Key elements of an SOA governance strategy
IDG News Service - One of the success factors in introducing and operating a service-oriented architecture (SOA) is governance of the architecture's components, such as services and processes. Effective SOA governance can be implemented by deploying a registry/repository for the entire life cycle of the components.
Corporate governance regulates an organisation within a framework of laws, values, standards, rules, and guidelines to achieve long-term goals - while maintaining basic conditions. IT governance seizes on an organisation's strategies and objectives and implements them via IT solutions. SOA governance is a part of corporate governance that deals with regulating and monitoring the components of a service-oriented architecture.
Effective governance for service-oriented architectures defines rules for their operational and organizational structure, as well as technological rules, for the entire life cycle of such a landscape. The organisational aspects, for instance, include determining who "owns" the services. In addition, roles responsible for certain areas of the life cycle are established.

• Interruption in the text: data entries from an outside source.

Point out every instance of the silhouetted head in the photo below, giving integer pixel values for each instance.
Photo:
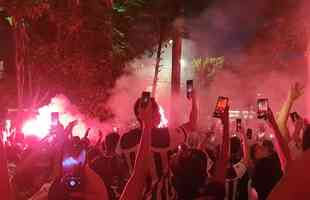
(156, 113)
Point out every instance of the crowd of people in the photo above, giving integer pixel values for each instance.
(230, 161)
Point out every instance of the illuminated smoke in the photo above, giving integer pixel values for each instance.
(40, 125)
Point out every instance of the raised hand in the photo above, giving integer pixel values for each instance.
(146, 114)
(295, 92)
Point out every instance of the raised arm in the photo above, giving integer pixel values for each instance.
(295, 92)
(281, 144)
(222, 163)
(192, 123)
(136, 183)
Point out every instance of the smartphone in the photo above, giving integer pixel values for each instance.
(73, 166)
(146, 96)
(54, 119)
(262, 108)
(238, 125)
(221, 104)
(249, 134)
(189, 88)
(294, 116)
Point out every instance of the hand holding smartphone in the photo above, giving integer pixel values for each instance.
(221, 105)
(146, 96)
(54, 119)
(294, 116)
(73, 166)
(262, 108)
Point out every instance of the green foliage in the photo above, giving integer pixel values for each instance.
(206, 68)
(69, 47)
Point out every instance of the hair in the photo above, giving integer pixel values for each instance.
(111, 141)
(137, 105)
(306, 138)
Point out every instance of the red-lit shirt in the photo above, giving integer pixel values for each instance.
(164, 141)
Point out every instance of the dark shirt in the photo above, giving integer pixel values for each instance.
(267, 173)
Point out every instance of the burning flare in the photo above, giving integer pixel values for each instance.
(40, 125)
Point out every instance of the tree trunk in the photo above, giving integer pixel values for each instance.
(175, 75)
(158, 59)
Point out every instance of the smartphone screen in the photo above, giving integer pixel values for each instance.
(54, 118)
(222, 103)
(73, 164)
(145, 98)
(249, 133)
(189, 88)
(262, 108)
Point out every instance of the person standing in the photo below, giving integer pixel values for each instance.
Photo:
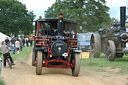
(23, 41)
(7, 41)
(13, 41)
(5, 51)
(30, 40)
(42, 29)
(17, 45)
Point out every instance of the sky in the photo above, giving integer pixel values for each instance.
(39, 6)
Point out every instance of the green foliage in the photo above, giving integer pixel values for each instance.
(15, 18)
(90, 14)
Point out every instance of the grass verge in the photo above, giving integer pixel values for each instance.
(98, 64)
(22, 56)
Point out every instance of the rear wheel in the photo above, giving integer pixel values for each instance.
(110, 50)
(33, 58)
(39, 63)
(76, 60)
(119, 55)
(95, 47)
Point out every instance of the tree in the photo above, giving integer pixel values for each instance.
(90, 14)
(15, 18)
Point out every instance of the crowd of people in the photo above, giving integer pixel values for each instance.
(15, 45)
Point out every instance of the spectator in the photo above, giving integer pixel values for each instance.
(13, 49)
(42, 29)
(17, 45)
(13, 41)
(27, 42)
(23, 41)
(5, 51)
(7, 41)
(30, 40)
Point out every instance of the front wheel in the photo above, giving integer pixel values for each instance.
(110, 50)
(76, 60)
(39, 63)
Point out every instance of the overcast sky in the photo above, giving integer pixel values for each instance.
(39, 6)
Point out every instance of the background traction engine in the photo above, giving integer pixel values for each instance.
(111, 41)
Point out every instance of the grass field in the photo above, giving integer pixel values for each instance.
(22, 56)
(97, 64)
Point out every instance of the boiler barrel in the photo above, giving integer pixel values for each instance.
(123, 17)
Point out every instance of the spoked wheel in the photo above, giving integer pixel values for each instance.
(110, 50)
(119, 55)
(33, 58)
(39, 63)
(9, 63)
(95, 47)
(76, 61)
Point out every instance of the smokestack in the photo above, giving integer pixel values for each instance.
(60, 24)
(123, 17)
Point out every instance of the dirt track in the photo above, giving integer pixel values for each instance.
(24, 74)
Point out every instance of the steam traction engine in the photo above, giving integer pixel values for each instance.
(56, 48)
(111, 41)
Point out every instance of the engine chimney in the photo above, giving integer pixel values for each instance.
(123, 17)
(60, 24)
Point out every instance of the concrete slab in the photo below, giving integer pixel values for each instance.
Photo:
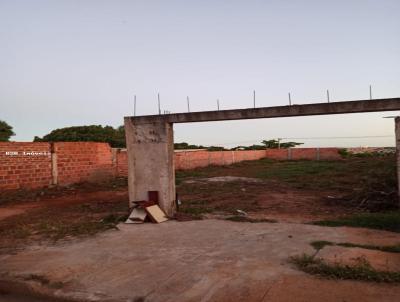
(209, 260)
(379, 260)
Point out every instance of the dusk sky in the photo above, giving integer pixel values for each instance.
(71, 63)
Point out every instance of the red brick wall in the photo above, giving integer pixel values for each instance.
(278, 154)
(83, 161)
(26, 169)
(89, 161)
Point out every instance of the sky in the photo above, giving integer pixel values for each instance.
(71, 63)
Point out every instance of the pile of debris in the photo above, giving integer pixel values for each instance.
(147, 210)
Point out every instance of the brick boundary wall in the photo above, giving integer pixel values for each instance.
(36, 165)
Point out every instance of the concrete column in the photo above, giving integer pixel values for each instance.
(397, 135)
(150, 149)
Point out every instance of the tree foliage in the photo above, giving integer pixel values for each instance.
(5, 132)
(266, 144)
(92, 133)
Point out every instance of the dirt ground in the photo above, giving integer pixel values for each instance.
(292, 194)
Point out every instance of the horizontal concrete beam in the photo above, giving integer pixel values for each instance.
(375, 105)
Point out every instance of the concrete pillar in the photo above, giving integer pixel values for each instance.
(150, 148)
(397, 135)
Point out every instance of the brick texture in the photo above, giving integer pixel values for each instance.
(83, 161)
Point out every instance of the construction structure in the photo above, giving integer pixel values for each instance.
(150, 141)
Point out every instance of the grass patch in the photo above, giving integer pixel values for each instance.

An IT architect, for example, is responsible for services within a department, where the architect decides whether to develop new services. It is essential to integrate this role into the development process as a way of ensuring that new services are realised only if the responsible architect has approved and a service goes into production only after it has been documented and tested completely.
The example of the IT architect demonstrates that governance must manage the SOA's technical complexity as well. In addition, it requires an infrastructure in the form of monitoring and implementation mechanisms for regulating and guiding development processes in the context of an SOA environment.
SOA governance is not a task that can be implemented as a functionality within a single software application. Its complex aspects are implemented via a powerful governance solution that is used across applications and projects as a central control tool.
The registry/repository is among the most important components of such a solution. A registry manages meta information, for example about services, processes, format descriptions, etc., and maps relationships and dependencies. The objects themselves are not managed or stored here. Thus, the registry enables categorisation and organisation of the services or other components. Users can publish new components in the catalogue and search for existing ones. The components can be categorised in several ways, so that services are assigned to a certain service domain, technical function, or process, so that the architecture is fully documented.
A registry is essential for accessing services in a distributed architecture of loosely linked services. The repository augments existing information with additional information, such as descriptive documents, specifications, SLAs, etc. In addition, a governance solution makes it possible to map the entire life cycle of a component and by using policies, it can monitor a component's transition from one phase of the life cycle to the next.